The explanation for this shouldn’t come as a surprise to us, according to Dianne. “Like for humans, if you talk to a baby, you will usually slow the speed of your speech to help them understand and learn,” she explains. “It’s essentially the same for these birds.”

Embryonic learning is much more ubiquitous than previously thought. Image credit: Andrew Katsis/Flinders University

To investigate the responsiveness of embryos to other in-nest vocalisations, the team also conducted a prenatal playback experiment using superb fairy-wrens. 

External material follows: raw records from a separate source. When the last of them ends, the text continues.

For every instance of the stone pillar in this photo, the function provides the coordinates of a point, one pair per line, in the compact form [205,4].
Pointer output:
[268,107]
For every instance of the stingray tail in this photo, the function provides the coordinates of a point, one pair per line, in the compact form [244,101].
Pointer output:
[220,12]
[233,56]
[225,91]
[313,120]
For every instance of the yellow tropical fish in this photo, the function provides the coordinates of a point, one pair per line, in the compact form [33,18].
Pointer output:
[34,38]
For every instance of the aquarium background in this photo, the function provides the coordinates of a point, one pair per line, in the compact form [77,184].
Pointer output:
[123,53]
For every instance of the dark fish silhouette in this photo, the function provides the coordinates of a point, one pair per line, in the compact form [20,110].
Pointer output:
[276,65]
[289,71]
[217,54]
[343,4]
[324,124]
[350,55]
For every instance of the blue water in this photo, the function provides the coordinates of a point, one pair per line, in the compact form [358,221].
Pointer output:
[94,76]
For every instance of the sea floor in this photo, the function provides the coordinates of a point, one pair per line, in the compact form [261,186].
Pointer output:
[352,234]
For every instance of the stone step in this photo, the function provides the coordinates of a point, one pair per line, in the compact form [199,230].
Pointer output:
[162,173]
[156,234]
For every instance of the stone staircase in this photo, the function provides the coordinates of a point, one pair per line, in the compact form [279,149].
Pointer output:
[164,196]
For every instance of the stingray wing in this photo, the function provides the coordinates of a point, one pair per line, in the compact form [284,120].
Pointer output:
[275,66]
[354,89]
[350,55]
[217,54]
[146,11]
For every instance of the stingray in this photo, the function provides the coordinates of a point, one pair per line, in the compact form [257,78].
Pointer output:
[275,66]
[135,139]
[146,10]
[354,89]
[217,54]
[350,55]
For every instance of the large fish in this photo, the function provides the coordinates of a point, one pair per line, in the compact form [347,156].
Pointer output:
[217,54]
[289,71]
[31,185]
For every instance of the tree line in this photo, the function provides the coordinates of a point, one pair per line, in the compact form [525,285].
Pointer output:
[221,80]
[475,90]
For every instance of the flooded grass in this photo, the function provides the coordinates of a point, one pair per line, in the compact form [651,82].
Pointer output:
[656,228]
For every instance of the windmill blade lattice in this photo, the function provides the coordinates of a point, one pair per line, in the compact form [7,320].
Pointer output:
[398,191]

When they played the B element call of the mother, the heartrate of the embryo slowed, as shown by a digital egg monitor. But when they played the mother’s alternative in-nest call – the A element – there was no response. 

“That was interesting,” Sonia says. “It left the question of why females are producing other kinds of vocalisations.” 

Subsequent studies, she adds, have helped answer this. “If females were to only produce a B element vocalisation, there is the risk that the embryo becomes habituated and stops paying attention to it,” she says.

Sonia and her team plan to explore how early-life learning guided by the mother wren (or foster mother) changes the brain and behaviour of developing chicks, and the role of acoustic soundscapes in influencing animal movement. 

“There’s a whole world of implications of this vocal production learning that we’re just beginning to tap into,” she says. “Clearly, it starts in the egg and mothers play a key role. As a female researcher, I’m especially glad to give a voice to females who have been overlooked in this story.”